# tan (A + B) = √3 and tan (A -B) = 1/√3 | Trigonometry Numerical

## Question: If $\tan (A + B) = \sqrt 3$ and $\tan (A - B) = {1 \over \sqrt 3}$; $0\degree \lt A + B \le 90\degree$; $A \gt B$, find A and B.

Here, we are given that

1. $\tan (A + B) = \sqrt 3$
2. $\tan (A - B) = {1 \over \sqrt 3}$
3. $0\degree \lt A + B \le 90\degree$
4. $A \gt B$

The most important part of this numerical is that we have to remember the values of $tan$ for different angles, as shown in the table below

$\tan 0\degree$ $\tan 30\degree$ $\tan 45\degree$ $\tan 60\degree$ $\tan 90\degree$
$0$ $1 \over \sqrt 3$ $1$ $\sqrt 3$ Not defined

We know from the table above that, $\tan 60\degree = \sqrt 3$. So using this value in the 1st equation from given data:

\begin{aligned} \tan (A + B) &= \sqrt 3 \\ \therefore \tan (A+B) &= \tan 60 \\ \therefore A+B &= 60 --- (5) \end{aligned} Explanation for the above block:
Here we are comparing LHS with RHS. We can say that the equation tan (A+B) equates to √3 and tan 60 is √3 (you can find that in table).
So, this is only possible if A+B = 60 which satisfies this equation.
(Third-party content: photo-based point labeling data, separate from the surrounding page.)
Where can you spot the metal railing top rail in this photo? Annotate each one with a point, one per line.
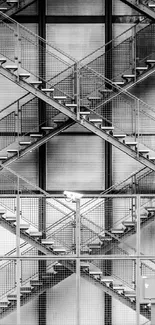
(120, 89)
(116, 38)
(3, 16)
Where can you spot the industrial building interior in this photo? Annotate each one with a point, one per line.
(77, 162)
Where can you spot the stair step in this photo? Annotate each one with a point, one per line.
(48, 90)
(118, 83)
(12, 150)
(4, 304)
(134, 143)
(25, 143)
(13, 296)
(95, 272)
(71, 105)
(47, 128)
(11, 1)
(35, 233)
(129, 223)
(47, 242)
(48, 275)
(24, 226)
(152, 158)
(151, 5)
(105, 238)
(59, 97)
(26, 289)
(3, 9)
(11, 67)
(143, 151)
(103, 91)
(130, 293)
(119, 135)
(117, 231)
(36, 135)
(150, 61)
(118, 288)
(128, 76)
(59, 120)
(84, 265)
(107, 128)
(35, 82)
(143, 216)
(3, 158)
(11, 219)
(150, 209)
(107, 279)
(59, 250)
(94, 246)
(95, 120)
(94, 98)
(84, 113)
(34, 283)
(141, 68)
(2, 60)
(24, 75)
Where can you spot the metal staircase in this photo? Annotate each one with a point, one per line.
(11, 7)
(110, 285)
(145, 7)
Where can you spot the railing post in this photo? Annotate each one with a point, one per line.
(77, 88)
(18, 271)
(17, 47)
(138, 270)
(78, 261)
(134, 54)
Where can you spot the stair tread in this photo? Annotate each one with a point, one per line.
(119, 135)
(71, 105)
(95, 120)
(47, 127)
(35, 135)
(128, 76)
(131, 143)
(95, 272)
(143, 150)
(59, 97)
(3, 157)
(94, 98)
(37, 82)
(47, 242)
(25, 142)
(35, 233)
(47, 89)
(119, 230)
(130, 223)
(11, 67)
(118, 82)
(107, 127)
(141, 68)
(106, 279)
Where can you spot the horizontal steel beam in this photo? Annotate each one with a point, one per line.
(17, 8)
(143, 9)
(38, 143)
(65, 110)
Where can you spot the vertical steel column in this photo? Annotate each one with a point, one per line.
(42, 155)
(77, 88)
(18, 276)
(108, 148)
(78, 261)
(138, 262)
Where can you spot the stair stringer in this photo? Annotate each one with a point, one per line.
(36, 92)
(22, 4)
(143, 9)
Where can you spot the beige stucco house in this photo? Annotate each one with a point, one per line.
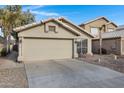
(1, 43)
(52, 39)
(93, 26)
(112, 42)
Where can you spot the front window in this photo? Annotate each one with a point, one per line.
(94, 31)
(52, 28)
(110, 29)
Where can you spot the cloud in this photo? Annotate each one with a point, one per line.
(32, 7)
(45, 13)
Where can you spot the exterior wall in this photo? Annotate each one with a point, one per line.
(110, 45)
(98, 23)
(46, 49)
(40, 32)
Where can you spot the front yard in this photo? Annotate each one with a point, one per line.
(106, 61)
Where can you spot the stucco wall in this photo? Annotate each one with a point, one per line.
(110, 45)
(40, 31)
(122, 45)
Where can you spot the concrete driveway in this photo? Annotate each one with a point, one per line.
(71, 73)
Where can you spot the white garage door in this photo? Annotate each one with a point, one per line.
(45, 49)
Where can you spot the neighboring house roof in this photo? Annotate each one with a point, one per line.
(112, 34)
(121, 27)
(96, 20)
(22, 28)
(78, 27)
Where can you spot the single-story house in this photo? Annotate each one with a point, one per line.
(93, 26)
(52, 39)
(112, 42)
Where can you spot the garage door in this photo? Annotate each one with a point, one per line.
(45, 49)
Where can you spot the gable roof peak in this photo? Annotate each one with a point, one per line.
(101, 17)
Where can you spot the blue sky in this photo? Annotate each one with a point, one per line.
(78, 13)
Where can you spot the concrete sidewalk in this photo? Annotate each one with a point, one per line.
(71, 73)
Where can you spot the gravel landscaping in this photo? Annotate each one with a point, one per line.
(106, 61)
(12, 74)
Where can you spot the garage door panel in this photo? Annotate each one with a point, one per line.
(43, 49)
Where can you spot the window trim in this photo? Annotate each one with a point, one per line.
(51, 26)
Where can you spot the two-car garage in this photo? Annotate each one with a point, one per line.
(45, 49)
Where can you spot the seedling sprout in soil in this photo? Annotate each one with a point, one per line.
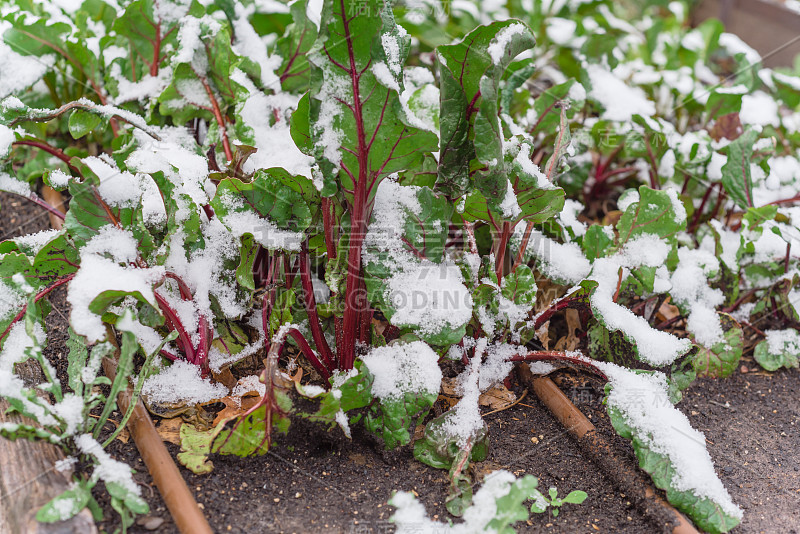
(356, 195)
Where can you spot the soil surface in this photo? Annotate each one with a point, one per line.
(317, 481)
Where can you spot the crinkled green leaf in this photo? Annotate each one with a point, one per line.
(736, 173)
(772, 361)
(722, 358)
(195, 448)
(355, 119)
(510, 508)
(82, 123)
(65, 505)
(654, 214)
(394, 419)
(438, 449)
(705, 513)
(470, 73)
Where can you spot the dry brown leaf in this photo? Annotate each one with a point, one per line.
(235, 406)
(667, 311)
(543, 334)
(573, 324)
(170, 430)
(497, 397)
(124, 436)
(449, 387)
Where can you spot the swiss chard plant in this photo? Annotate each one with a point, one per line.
(354, 192)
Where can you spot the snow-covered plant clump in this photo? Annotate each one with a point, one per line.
(373, 191)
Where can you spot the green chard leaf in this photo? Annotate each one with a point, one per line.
(469, 119)
(357, 129)
(736, 173)
(780, 349)
(722, 358)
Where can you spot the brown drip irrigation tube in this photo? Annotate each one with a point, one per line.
(628, 479)
(168, 479)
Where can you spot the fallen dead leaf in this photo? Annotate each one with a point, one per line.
(170, 430)
(225, 377)
(543, 333)
(235, 406)
(497, 397)
(667, 311)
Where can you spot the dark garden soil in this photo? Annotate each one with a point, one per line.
(317, 481)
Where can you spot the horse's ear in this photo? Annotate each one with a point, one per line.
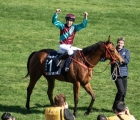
(109, 38)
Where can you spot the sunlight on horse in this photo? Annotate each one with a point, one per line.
(79, 74)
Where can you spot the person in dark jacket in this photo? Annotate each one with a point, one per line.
(122, 72)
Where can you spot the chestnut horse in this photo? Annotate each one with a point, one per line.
(79, 74)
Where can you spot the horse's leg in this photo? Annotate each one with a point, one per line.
(89, 90)
(33, 79)
(51, 84)
(76, 88)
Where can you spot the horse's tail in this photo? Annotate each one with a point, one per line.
(29, 58)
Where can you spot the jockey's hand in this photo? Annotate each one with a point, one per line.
(58, 11)
(85, 15)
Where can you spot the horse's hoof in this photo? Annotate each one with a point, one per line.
(86, 113)
(27, 107)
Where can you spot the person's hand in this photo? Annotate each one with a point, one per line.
(85, 14)
(66, 105)
(58, 11)
(127, 111)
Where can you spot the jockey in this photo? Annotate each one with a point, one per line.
(67, 33)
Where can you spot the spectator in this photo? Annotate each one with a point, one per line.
(121, 74)
(60, 111)
(7, 116)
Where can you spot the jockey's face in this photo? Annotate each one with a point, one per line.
(120, 44)
(69, 22)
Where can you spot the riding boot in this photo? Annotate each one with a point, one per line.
(61, 57)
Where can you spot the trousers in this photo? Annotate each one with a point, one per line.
(121, 84)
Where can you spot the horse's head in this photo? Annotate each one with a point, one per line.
(111, 52)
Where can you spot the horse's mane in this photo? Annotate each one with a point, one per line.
(91, 48)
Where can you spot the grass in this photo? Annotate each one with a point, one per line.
(26, 26)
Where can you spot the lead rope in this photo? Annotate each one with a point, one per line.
(115, 73)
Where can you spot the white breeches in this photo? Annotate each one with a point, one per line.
(67, 48)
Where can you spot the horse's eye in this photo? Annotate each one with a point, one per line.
(111, 50)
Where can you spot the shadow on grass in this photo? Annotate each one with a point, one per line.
(92, 110)
(18, 109)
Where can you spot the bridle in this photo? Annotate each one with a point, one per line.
(107, 51)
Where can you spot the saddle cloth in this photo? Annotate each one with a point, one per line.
(50, 66)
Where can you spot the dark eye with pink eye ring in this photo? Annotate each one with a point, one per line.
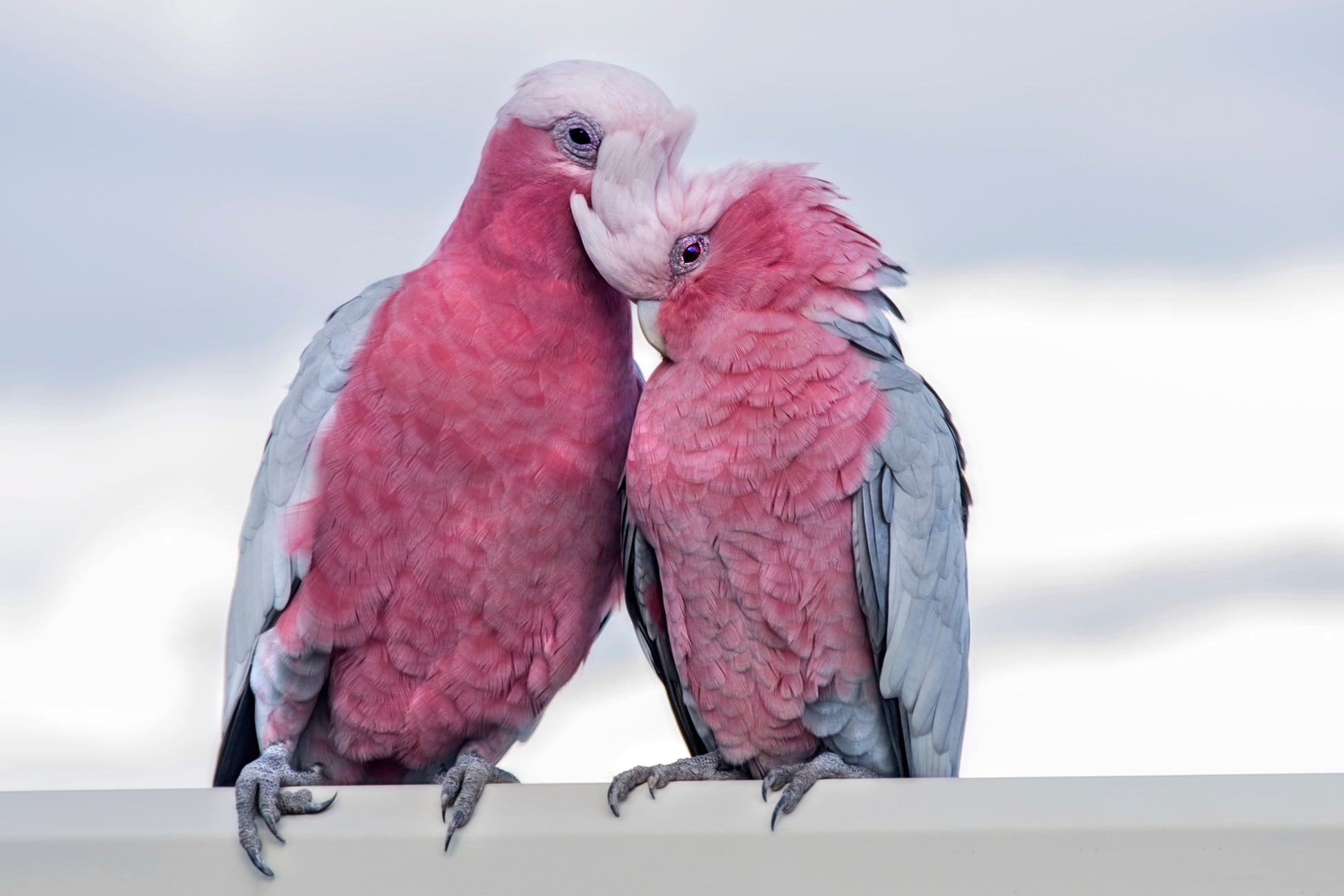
(578, 136)
(689, 251)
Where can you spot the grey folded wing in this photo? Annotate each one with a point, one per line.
(644, 601)
(910, 558)
(268, 572)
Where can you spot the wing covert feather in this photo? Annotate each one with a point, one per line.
(268, 572)
(910, 558)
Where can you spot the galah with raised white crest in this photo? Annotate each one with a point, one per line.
(795, 536)
(433, 539)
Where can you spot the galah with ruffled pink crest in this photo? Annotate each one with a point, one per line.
(433, 539)
(795, 535)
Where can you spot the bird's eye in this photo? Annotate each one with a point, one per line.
(689, 251)
(578, 137)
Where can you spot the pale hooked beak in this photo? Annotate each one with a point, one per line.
(648, 312)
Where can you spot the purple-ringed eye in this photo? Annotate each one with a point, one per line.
(578, 137)
(689, 251)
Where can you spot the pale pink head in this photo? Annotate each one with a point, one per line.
(545, 146)
(693, 250)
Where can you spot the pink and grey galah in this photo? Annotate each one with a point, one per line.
(433, 539)
(796, 504)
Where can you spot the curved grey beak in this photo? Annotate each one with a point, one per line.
(648, 312)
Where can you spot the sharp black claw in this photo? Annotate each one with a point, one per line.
(260, 864)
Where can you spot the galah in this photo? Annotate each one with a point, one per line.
(795, 535)
(433, 539)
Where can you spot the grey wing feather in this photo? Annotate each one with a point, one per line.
(910, 556)
(267, 572)
(644, 601)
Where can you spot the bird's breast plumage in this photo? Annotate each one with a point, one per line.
(465, 531)
(742, 467)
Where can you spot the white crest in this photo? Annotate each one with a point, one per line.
(643, 204)
(613, 96)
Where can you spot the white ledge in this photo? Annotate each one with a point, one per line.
(1223, 836)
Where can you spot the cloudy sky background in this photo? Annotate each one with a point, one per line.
(1124, 227)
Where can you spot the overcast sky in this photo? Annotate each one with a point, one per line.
(1128, 251)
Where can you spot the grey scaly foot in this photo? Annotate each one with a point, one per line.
(258, 792)
(463, 786)
(797, 779)
(704, 768)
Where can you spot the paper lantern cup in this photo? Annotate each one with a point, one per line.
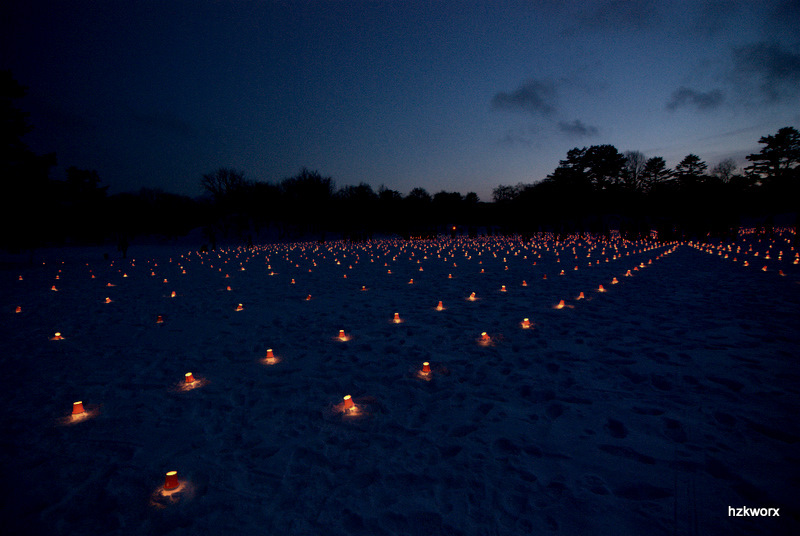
(171, 480)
In the same manner, we know that, $\tan 30\degree = {1 \over \sqrt 3}$. So using this value in the 2nd equation from given data:

\begin{aligned} \tan (A - B) = {1 \over \sqrt 3} \\ \therefore \tan (A-B) &= \tan 30 \\ \therefore A-B &= 30 --- (6) \end{aligned}

Adding equation (5) and equation (6), we get:

\begin{aligned} A + \cancel B = 60 \\ A - \cancel B = 30 \\ \text{\textemdash \textemdash \textemdash \textemdash \textemdash} \\ 2A \qquad = 90 \\ \therefore \boxed {A = 45 \degree} \end{aligned}

Now, we can calculate the value of B by putting the value of A in either equation (5) or equation (6). Let's do it using equation (5):

\begin{aligned} A + B &= 60 \\ \therefore 45 + B &= 60 \\ \therefore \boxed {B = 15 \degree} \end{aligned}

We can further confirm that our answer is correct by looking at equations (3) and equation (4) from the given data that:

\begin{aligned} 0 \lt A &+ B \le 90 \\ \text{And so is } 0 \lt &60 \le 90 \end{aligned}

And,

\begin{aligned} A &\gt B \\ 60 &\gt 15 \end{aligned}

Hence, $\boxed{m\angle A = 60\degree}$ and $\boxed{m\angle B = 15\degree}$